Any waiver by TDC of one or more of these terms and conditions or any defaults hereunder
shall not constitute a waiver of the remaining terms and conditions or of any future
defaults. No failure or delay by either party in exercising or enforcing any right
hereunder shall operate as a waiver thereof or preclude any other exercise or enforcement
of its rights. Any provision of these terms and conditions that is prohibited or
unenforceable under the laws of the State of Florida shall be ineffective to the
extent of such prohibition or unenforceability, without impairing or invalidating
the remaining provisions of these terms and conditions. All sales agreements shall
be deemed made in, and shall be governed by, the laws of the State of Florida. The
venue for any disputes arising out of any sales agreement shall be, at TDC's sole
and exclusive option, Pinellas County, Florida or the courts with proper jurisdiction
at Buyer's location. ALL SALES TRANSACTIONS EXCLUDE THE APPLICATION OF THE 1980
UNITED NATIONS CONVENTION ON CONTRACTS FOR THE INTERNATIONAL SALE OF GOODS, IF OTHERWISE
a) Buyer acknowledges, represents and warrants that it currently complies with,
and at all times shall comply with, and shall not act to contravene, relevant laws,
codes, and regulations applicable to the purchase and sale of Products under these
terms and conditions. Buyer further acknowledges and agrees that the goods, software,
and technology subject to these terms and conditions are subject to the export control
laws and regulations of the United States, including, but not limited to, the Export
Administration Regulations ("EAR"), and sanctions regimes of the U.S. Department
of Treasury, Office of Foreign Asset Controls. Buyer shall not, without prior U.S.

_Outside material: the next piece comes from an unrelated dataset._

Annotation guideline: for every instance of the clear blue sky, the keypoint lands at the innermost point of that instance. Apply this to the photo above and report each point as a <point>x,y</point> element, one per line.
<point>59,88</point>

government authorization, export, reexport, or transfer any goods, software, or
technology subject to these terms and conditions, either directly or indirectly,
to any country subject to a U.S. trade embargo or to any resident or national of
any such country, or to any person or entity listed on the "Entity List" or "Denied
Persons List" maintained by the U.S. Department of Commerce or the list of "Specifically
Designated Nationals and Blocked Persons" maintained by the U.S. Department of Treasury.
In addition, any goods, software or technology subject to these terms and conditions
may not be exported, re-exported, or transferred to an end-user engaged in activities
related to weapons of mass destruction. Such activities include, but are not necessarily
limited to, activities related to: (1) the design, development, production, or use
of nuclear materials, nuclear facilities, or nuclear weapons; (2) the design, development,
production, or use of missiles or support of missiles projects; and (3) the design,
development, production, or use of chemical or biological weapons.
b) Buyer recognizes that some Product sales are limited to a specified territory
and shall not sell Products outside that territory. Such sales may constitute copyright
or trademark infringement. Products purchased by Buyer may also be subject to additional
usage restrictions or authorizations imposed by the Product manufacturer or publisher.
Buyer is responsible for ensuring compliance with any such restrictions or authorizations.